Le runner lui sourit :

— Etonné, non ? Elle n’a pas réussi à me garder.

Verner attrapa l’elfe par les épaules, puis il le lança contre le réfrigérateur. Il recula de deux pas et visa la poitrine de Dodger avec son arme.

— Sam, ce n’est pas un pistolet tranquillisant !

— Non, Dodger. Donne-moi une bonne raison de ne pas l’utiliser.

— L’utiliser ? De quoi parles-tu ? Que s’est-il passé ? On essaie de vous retrouver, toi et Hart, depuis une semaine. Nous étions vraiment inquiets. Qui c’est ce type ? Où est Hart ? Elle va bien ?

Sam garda un visage de marbre :

— Hart est dans la mouise avec ses amis. Excuse-moi, tes amis.

— Mes amis ? Que veux-tu dire ?

— Arrête ton char, Dodger ! J’en ai marre de tes mensonges ! Regarde-toi ! Tu es pathétique. Qu’est-ce qui t’arrive, mon vieux ? Tu bois pour oublier tes soucis ? Ou tu te prépares à vendre Willie ? Tue-la. Ce sera plus simple que de la faire mettre en cage. Venez voir l’interfacée naine et le fou venu de Seattle ! Génial ! Epoustouflant ! Les monstres de Dodger et Hart Entreprises ! Tu m’a baisé la gueule pour la dernière fois.

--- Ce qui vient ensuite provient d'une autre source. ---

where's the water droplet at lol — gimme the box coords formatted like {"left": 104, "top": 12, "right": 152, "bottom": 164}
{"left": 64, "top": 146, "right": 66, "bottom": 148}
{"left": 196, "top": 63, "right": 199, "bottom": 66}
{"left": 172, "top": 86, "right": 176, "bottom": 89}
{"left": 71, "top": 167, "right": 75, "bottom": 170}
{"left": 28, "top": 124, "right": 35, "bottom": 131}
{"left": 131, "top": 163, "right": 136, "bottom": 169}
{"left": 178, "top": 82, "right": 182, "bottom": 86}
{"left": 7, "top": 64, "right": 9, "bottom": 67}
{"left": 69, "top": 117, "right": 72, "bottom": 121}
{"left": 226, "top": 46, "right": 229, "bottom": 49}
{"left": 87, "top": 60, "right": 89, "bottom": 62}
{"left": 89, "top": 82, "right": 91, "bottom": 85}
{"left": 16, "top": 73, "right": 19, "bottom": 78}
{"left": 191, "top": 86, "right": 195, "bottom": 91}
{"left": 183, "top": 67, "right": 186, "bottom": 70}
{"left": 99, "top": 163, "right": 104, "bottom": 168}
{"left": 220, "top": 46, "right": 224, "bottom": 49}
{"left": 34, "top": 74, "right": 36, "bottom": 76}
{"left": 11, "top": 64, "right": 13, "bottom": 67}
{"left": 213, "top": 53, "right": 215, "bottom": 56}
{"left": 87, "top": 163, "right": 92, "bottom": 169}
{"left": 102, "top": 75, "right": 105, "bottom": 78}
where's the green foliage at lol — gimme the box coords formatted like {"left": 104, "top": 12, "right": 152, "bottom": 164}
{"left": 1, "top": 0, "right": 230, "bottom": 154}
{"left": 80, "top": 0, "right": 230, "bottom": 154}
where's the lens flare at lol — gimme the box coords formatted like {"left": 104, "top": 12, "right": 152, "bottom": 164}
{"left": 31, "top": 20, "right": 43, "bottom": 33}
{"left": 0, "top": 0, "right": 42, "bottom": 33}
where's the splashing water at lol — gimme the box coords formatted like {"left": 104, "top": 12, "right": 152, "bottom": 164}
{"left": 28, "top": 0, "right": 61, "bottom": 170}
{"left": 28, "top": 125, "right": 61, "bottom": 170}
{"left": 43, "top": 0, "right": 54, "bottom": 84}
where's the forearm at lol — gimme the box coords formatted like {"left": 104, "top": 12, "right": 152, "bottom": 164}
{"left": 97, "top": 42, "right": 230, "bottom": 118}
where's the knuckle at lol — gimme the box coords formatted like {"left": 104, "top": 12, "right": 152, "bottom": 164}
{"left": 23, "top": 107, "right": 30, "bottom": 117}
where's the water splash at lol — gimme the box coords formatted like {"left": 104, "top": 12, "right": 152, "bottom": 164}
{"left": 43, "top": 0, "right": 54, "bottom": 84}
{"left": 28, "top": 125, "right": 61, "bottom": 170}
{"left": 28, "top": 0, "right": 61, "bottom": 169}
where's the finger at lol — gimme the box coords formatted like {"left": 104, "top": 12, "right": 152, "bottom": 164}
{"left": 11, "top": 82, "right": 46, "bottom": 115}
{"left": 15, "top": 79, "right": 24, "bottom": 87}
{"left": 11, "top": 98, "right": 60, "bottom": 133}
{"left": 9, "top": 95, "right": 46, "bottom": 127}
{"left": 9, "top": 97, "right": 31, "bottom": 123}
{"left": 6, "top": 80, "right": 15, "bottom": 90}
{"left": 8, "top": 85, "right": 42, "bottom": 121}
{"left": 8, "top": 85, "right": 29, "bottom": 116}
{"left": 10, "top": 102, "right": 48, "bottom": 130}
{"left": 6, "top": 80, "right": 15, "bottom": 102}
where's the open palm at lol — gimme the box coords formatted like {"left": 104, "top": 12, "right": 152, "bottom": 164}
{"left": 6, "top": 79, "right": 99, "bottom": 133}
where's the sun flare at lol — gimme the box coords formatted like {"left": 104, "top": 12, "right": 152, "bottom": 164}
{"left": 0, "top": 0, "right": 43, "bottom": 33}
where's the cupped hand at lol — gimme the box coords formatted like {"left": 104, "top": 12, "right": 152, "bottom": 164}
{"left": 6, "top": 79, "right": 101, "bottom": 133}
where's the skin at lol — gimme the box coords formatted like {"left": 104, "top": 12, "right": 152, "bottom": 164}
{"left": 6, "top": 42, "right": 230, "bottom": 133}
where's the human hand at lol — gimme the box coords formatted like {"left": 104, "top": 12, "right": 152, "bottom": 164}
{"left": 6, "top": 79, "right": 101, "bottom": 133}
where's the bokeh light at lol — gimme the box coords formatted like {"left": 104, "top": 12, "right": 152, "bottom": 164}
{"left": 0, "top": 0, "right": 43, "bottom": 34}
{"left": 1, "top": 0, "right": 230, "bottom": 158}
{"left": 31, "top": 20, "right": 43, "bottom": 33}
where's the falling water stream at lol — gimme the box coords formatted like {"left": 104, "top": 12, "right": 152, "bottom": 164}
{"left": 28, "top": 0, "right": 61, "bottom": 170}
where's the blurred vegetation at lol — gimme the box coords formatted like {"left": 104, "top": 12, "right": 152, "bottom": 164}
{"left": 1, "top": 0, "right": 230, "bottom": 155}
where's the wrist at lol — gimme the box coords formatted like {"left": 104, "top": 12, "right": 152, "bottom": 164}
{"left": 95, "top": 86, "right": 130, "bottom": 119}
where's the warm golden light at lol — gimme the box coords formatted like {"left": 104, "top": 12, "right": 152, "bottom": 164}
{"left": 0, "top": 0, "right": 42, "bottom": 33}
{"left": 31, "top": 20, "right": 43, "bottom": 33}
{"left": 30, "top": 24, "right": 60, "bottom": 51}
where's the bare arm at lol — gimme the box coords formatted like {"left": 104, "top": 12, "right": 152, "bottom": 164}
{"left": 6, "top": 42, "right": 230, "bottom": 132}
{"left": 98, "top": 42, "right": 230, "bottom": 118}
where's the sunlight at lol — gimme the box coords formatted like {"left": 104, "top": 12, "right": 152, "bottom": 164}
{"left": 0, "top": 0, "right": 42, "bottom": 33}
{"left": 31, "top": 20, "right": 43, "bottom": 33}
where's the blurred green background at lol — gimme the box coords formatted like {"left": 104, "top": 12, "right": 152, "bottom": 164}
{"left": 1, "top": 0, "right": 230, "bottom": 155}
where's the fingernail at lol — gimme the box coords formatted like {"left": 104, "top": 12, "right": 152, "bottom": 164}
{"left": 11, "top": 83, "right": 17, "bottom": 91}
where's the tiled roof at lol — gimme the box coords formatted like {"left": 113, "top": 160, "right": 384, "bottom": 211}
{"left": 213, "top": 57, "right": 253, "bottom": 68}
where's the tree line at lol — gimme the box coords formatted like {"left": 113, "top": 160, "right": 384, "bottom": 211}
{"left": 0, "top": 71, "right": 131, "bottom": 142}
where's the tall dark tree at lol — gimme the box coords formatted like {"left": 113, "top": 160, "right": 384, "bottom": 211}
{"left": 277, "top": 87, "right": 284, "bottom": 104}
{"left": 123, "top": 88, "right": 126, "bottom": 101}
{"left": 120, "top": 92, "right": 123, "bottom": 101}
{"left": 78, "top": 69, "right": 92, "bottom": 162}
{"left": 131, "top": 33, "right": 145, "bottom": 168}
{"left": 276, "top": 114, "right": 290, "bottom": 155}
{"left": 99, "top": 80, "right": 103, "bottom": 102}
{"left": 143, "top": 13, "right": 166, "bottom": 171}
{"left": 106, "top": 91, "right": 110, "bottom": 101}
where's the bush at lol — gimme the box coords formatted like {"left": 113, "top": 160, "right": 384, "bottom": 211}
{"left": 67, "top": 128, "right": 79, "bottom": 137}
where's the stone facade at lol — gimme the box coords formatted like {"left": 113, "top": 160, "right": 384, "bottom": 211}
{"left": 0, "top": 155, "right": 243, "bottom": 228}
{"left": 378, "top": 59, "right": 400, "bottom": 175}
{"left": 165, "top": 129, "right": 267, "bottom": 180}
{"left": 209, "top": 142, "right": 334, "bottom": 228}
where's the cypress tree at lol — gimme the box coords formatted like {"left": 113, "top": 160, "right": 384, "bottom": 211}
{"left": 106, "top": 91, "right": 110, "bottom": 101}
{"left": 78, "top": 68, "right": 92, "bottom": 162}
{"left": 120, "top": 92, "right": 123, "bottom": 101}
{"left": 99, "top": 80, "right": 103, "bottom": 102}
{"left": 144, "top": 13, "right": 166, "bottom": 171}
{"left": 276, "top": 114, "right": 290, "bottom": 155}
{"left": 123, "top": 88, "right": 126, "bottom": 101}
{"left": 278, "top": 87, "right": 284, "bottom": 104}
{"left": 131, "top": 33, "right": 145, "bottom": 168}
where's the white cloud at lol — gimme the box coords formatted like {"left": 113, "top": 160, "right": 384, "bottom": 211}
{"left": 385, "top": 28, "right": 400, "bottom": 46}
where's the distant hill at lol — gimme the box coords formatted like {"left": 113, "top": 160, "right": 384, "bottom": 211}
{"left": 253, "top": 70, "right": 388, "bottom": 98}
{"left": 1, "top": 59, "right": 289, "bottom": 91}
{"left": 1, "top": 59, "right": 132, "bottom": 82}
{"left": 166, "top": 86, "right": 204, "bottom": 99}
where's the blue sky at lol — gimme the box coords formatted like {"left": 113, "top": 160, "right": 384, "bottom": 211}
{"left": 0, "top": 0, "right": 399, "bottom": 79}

Dodger se redressa péniblement ; son dos le faisait souffrir. Il ne comprenait rien à ce que racontait Verner, mais celui-ci ne l’écouterait pas.

— Tu te trompes, mon ami. Je n’ai pas comploté contre toi !

— Menteur !

Sam leva son arme.

Le canon visait l’elfe entre les yeux. La mort était au bout du canon. Mais la main du runner se mit à trembler.

— Nom de nom ! Je ne peux pas !

Sam jeta son arme. Son compagnon parla pour la première fois depuis leur arrivée :

— C’est aussi bien, Sam. Je ne crois pas que l’elfe mente. Son aura indique qu’il ne comprend vraiment rien.

Verner se détourna, les poings serrés. Son compagnon l’observa d’un air inquiet, puis il fixa Dodger.

L’elfe tremblait sans pouvoir se contrôler. Tout à coup, la voix de Willie cracha dans le poste radio :

— Twist ! C’est toi ? Que se passe-t-il ? Foutredieu, que quelqu’un réponde !

Sam prit l’appareil :

— Je suis là, Willie.

— Heureuse de te savoir en vie. Où étais-tu passé ?

— J’étais parti en vacances forcées.

— Sacré moment pour aller faire du tourisme ! Tu aurais pu revenir plus tôt.

— C’était impossible, Willie. (Verner prit une grande inspiration.) Mon guide ne l’entendait pas de cette oreille.

— Le principal, c’est que tu soit là, rétorqua l’interfacée. Paré à reprendre du service, mon gars ?

— Paré.

— Tant mieux, parce que tu es le dernier mage en état d’agir.

— Le dernier… Que s’est-il passé ?

— J’avais envoyé une sonde à Herzog. Il est mort. Quelqu’un a fait un raid sur son sanctuaire, mais il s’est défendu. Il en a descendu quatre ou cinq. Vu l’état des cadavres, je ne suis pas tout à fait sûre.

— Le Cercle ?

— Non, répondit Willie. A moins qu’ils aient l’esprit plus ouvert qu’avant ton départ. Les flingueurs étaient des elfes.

Sam se tourna vers Dodger :

— Tu peux répéter ?

— J’ai dit que les types qui ont fait sa fête à Herzog étaient tous des elfes.

— Des elfes, répéta Verner. Dodger, nous avons à discuter.